ドラゴンっぽい2匹が部屋に落ちてきてフィギアが壊れる、って夢。

オレもアニメやゲームのやり過ぎかな?。


まだ7時か、変な夢のせいで完全に目が覚めてしまった。

しょうがない、まだ早いが起きて朝飯でも作るか。


オレはのっそりと自分の部屋の扉を開ける。


目に入るのは、

いつも通りの壁、

いつも通りの天井、

いつも通りの廊下、

ペシャンコのダンボール。

…あれ。


オレは隣の兄貴の部屋の扉をゆっくりと開ける。


そこには兄貴のパソコンの前でうつ伏せに幸せそうな顔で寝ているキドラと、

仰向けにピッチリとした姿勢で布団を専有しているジニアが居た。


そっか、現実だったんだな。オレは昨夜の事を思い出す。


宇宙からの未知の生命体か。

昨夜は混乱していてそれどころじゃ無かったが、

冷静になって考えてみると、これって歴史的発見なんじゃ…

フィギア1体なんて…


「パパ…ママ…。」


キドラが寝言を言っている。

さっきまでの笑顔が嘘かのように、今はとっても寂しそうな顔をしている。


そうだよな。

こいつら、不慮の事故で右も左も解らない所に来たんだもんな。


オレはさっき一瞬さもしい考えが頭をよぎった事に嫌悪感を抱く。


地球上で知ってるのは、今の所オレだけなんだ。

オレがなんとか守らないと。


そうだ、こいつら何食うんだろう?

人間と同じもので大丈夫かな?


「また起こしにくるね。」


オレは2人を起こさないようにそっとその場を離れる。


ーーーーーーーーーーーーーーーーーーーーーーーーーーーーーーーーーーーーーーーーーーーーーーーー


ジニアと2人で知らない星に落ちちゃった時はびっくりしたけど、

初めにあった住人は”アニメ”とかいうのを貸してくれたし、優しそうで安心した。


「あのアニメっての面白かったね!早く続き見ようよ!」


アニメの面白さを伝えたかったし、なによりこのピリピリした空気をなごませたかった。


「おいキドラ、まさかこのままアニメ見てるつもりじゃないだろうな?」


ジニアはやや叱るような顔つきで言った。


「…どういう意味?」


何と無くは解っているんだけれど、念のためジニアに聞く。


「はっきり言って俺たちはかなりピンチだ。

得体の知れない星に2人きり。

大きな爆発音から考えて何かがあったのだろう。

向こうに早く戻らなくちゃならないのにすぐに戻れるかも解らない。

この星の文明レベルは?異星人に好意的か?そもそもここの住人は信頼出来るのか?

文字通り何も解らない。」


ジニアは、今の考えてをまとめながらぶつけてくる。

こういう時は黙って聞いてるんだ。そうしたほうがいいと思うから。


「通信機は…やっぱりこんな未知の星じゃ通じないか。」


ジニアはいつも自分の作った通信機を携帯している。

お城の中でもよくそれを使っている。


「ちょっとそれ貸してくれ。」


ジニアはここの住人が”パソコン”と呼んでいた機械を指差す。


「うん。」


ジニアにパソコンを手渡した。


「さっきここの住人はこの楕円状のボタンが3つ付いたもので、これを操作していたようだが…

なるほど、こうするのか。」


こういう時のジニアはカッコいい。

一瞬で何でも解っちゃうんだもん。


「俺の予想ではおそらくこの機械にも、この星の情報が多少なりとも記録されているはずだ。
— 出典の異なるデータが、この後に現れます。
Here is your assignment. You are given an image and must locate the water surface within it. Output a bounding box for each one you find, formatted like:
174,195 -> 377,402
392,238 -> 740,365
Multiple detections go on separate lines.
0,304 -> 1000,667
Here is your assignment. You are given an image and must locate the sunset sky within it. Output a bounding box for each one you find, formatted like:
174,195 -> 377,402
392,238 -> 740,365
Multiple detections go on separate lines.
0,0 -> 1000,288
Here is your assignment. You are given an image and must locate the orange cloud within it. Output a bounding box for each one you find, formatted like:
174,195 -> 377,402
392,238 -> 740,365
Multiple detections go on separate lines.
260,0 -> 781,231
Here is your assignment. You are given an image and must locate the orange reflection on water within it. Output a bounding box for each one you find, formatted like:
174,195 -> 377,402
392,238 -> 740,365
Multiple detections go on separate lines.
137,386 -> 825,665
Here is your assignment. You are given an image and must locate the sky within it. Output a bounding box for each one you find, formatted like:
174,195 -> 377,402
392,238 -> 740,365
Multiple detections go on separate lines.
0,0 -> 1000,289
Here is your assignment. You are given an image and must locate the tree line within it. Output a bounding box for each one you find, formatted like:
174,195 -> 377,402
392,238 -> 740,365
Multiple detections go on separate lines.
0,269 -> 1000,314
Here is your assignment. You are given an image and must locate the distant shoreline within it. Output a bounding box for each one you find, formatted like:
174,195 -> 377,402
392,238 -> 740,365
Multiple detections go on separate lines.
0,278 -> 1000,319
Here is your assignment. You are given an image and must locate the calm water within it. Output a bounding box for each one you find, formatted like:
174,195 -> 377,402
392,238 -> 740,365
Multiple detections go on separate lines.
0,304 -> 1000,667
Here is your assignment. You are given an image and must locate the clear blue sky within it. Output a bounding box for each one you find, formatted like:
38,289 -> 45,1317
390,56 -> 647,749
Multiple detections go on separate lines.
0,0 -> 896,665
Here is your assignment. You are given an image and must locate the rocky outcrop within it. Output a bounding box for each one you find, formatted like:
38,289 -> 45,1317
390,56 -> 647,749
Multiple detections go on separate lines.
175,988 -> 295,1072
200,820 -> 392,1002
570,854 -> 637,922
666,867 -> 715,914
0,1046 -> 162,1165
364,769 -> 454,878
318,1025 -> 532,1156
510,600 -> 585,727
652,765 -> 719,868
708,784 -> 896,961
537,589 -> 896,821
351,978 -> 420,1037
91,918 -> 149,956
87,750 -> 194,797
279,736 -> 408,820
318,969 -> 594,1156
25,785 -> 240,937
翻訳機と接続出来れはなんとかなりそうだが…万能ケーブルはないしな。」


万能ケーブルというのは、ジニアが前に作ったどんな機械とでも繋がる凄いケーブルだ。


「なにか無いかな…。」


ジニアは周りを見渡しだした。つられて周りを見る。


「お、あれがいい。」


ジニアは細長い金属のようなものを曲げ、二等辺三角形にして、先っぽを半円形にした青い物体を指差した。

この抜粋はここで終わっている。